Yıldırım şöyle devam etti: “Dünyayı çocukların gözüne tamamen bedenselliğin merkezi olarak sunmaya başlarsak ve güzel olmak demek, beğenilir olmak demek gibi konular empoze edilirse bir süre sonra çocuklar kendilerini o dünyaya uydurmaya çalışır. Eğer beceremezlerse güven eksikliği yaşarlar ve kendilerini o kurala uydurmak için değişik yollara giderler. Daha ergenlik çağındaki çocuklar ve gençler bile kendilerine gösterilen tip olmak için saçlarını, yüzlerini, bedenlerini değiştirmek için uğraşıyorlar. Bu durum ahlak ve değer sınırlarını zorlamaya başlıyor.

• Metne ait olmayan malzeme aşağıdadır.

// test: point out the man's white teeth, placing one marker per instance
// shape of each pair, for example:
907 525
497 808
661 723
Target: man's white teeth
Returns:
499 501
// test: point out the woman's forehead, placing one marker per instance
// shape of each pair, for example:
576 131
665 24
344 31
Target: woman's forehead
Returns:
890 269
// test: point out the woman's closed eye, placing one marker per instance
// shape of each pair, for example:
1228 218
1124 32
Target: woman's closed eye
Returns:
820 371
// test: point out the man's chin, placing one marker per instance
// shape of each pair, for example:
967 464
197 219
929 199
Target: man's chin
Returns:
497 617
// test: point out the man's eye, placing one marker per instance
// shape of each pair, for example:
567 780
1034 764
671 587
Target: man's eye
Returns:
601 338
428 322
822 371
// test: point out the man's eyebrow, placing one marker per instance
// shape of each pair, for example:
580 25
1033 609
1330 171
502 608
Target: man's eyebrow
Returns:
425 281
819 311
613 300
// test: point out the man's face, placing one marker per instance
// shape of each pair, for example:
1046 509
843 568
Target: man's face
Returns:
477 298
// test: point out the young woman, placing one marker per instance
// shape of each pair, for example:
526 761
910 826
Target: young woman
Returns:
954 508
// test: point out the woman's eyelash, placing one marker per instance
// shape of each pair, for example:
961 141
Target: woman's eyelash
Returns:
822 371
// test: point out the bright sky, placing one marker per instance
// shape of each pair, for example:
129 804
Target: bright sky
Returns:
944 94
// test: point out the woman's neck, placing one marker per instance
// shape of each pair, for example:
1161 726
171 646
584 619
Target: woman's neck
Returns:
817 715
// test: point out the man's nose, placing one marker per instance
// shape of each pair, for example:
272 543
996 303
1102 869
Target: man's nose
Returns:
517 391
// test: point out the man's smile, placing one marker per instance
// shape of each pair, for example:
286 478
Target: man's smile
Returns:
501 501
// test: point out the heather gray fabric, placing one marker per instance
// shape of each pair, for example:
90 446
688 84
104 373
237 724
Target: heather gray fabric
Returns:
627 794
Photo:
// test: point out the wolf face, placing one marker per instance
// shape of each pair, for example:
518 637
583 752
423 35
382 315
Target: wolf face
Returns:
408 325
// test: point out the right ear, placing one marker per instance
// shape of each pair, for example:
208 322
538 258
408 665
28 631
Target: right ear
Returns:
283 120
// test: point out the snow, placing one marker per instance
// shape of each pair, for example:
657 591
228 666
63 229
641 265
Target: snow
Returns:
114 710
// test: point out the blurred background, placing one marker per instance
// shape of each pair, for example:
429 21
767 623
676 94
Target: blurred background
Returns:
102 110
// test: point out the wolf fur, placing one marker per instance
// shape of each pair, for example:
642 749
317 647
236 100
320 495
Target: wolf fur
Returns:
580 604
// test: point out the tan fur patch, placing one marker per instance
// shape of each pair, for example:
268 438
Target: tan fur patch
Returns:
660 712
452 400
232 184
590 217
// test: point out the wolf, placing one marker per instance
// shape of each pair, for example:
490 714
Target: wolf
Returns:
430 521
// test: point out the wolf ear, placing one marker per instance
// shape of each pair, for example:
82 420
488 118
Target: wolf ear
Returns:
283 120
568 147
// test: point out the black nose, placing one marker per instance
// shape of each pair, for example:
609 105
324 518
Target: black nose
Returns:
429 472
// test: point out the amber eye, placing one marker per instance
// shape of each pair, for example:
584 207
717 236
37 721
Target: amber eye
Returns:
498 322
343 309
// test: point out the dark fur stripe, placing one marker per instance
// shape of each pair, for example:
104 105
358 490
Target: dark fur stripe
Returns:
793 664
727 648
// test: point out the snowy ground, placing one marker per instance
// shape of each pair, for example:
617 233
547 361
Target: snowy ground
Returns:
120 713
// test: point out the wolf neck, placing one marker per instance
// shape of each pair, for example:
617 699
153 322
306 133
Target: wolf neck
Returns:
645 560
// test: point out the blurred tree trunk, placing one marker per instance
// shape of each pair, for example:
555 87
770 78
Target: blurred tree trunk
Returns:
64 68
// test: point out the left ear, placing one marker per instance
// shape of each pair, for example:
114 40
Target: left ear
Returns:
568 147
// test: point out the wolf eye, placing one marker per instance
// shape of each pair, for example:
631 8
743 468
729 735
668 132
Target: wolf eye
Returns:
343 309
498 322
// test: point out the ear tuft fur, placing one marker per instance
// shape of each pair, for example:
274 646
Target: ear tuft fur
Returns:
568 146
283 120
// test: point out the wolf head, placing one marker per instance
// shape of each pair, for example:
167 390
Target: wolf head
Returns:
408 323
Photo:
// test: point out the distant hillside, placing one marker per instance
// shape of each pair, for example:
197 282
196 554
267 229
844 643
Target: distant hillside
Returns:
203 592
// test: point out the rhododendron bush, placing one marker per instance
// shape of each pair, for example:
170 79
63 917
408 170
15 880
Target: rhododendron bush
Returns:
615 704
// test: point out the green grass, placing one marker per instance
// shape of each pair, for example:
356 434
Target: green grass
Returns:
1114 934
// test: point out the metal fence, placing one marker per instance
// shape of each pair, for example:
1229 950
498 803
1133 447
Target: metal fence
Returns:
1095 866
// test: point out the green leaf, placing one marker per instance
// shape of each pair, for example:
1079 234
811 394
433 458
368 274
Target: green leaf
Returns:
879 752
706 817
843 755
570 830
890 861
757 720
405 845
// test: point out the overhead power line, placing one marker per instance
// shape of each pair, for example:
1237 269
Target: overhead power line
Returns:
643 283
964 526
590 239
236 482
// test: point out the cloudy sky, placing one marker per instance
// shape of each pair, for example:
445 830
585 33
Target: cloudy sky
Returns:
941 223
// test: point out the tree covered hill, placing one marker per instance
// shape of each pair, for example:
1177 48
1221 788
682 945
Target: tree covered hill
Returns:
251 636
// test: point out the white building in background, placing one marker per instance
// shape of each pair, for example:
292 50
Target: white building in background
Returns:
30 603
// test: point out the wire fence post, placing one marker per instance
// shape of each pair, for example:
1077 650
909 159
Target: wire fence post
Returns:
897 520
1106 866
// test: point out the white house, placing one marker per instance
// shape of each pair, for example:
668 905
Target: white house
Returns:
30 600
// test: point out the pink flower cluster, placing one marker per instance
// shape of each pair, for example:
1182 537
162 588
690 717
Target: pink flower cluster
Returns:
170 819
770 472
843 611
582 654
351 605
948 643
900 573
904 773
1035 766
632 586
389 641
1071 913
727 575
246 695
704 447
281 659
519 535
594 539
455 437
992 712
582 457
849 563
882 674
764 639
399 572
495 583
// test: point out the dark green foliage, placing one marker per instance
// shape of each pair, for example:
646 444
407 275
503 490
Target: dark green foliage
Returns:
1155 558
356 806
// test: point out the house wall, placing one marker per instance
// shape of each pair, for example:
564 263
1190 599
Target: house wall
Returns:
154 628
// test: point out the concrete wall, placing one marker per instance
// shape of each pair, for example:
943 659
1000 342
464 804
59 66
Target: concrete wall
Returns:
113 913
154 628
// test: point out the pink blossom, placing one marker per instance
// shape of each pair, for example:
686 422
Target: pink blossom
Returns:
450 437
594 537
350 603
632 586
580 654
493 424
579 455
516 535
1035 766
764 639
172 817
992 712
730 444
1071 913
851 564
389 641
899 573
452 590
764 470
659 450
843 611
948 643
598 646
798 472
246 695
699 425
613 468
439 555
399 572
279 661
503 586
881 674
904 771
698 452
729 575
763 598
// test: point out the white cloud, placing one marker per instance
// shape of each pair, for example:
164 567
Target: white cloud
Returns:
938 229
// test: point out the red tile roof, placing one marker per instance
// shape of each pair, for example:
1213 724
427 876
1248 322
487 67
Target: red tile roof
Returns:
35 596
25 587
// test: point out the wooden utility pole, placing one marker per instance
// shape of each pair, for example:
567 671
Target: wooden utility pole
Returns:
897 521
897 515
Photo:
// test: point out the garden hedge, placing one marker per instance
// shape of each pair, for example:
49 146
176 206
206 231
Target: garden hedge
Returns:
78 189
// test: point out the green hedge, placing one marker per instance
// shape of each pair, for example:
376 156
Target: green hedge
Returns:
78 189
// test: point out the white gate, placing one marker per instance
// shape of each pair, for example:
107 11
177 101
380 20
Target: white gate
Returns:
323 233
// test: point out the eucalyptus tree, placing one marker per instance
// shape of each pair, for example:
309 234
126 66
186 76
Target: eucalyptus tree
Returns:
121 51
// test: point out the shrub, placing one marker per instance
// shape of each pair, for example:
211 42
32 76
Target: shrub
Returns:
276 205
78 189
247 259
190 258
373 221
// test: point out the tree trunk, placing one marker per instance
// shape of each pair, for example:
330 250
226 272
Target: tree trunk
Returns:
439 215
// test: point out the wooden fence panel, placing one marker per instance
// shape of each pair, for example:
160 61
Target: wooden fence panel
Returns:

Tabi ideal gençlik; beden temelinde değil, iyi davranışların, insan olmanın önemi kavratılarak öğretilse sorunlar daha azami düzeye iner. Bu da aynı zamanda arkadaşlık ilişkilerine yansır. Karşı cinse karşı daha rahat davranmalarına, bizim kültürümüze ters düşen hareketlere sebep oluyor. Erken yaşta sevgililik, gayri meşru ilişki, birlikte yaşama yeni bir kültür halinde hayata giriyor. Bu reklamlarla bizim kültürümüze ters kültürler empoze edilerek kültürel çatışmalar alevlendiriliyor.”

“Kimlik algısı zedeleyici sonuçlar doğuruyor”

Bazı reklamların kişide beden ve kimlik algısını zedeleyici sonuçlar doğurduğunu ifade eden Şırnak Üniversitesi Öğretim Görevlisi Dicle Özcan Elçi ise, “Kadın bedeninin metalaştırılması ve sürekli bir pazar nesnesi unsuru olarak kullanılması doğru değil. Bir kadın olarak kadının tek derdinin, tek maharetinin bedeni ve cinselliği olmadığını düşünüyorum. Kadının metalaştırılması gençler üzerinde de büyük etkilere sebebiyet verebilir. Bazı reklamlar kız çocuklarında ideal bir beden algısı oluşturuyor. Kız çocukları güzel olmanın; çok bakımlı, makyajlı olmaktan ve modayı takip etmekten geçtiği algısına kapılabiliyor. Kız çocuklarının reklamlarda kullanılan ideal beden algısı örneğin ‘90-60-90’ ölçülerine sahip olmayan kız çocuklarının özgüven kaybı yaşadıklarını, benlik saygılarının zarar gördüğünü ve bu uğurda bedenlerini çok fazla acıttıklarını düşünüyorum” değerlendirmesinde bulundu.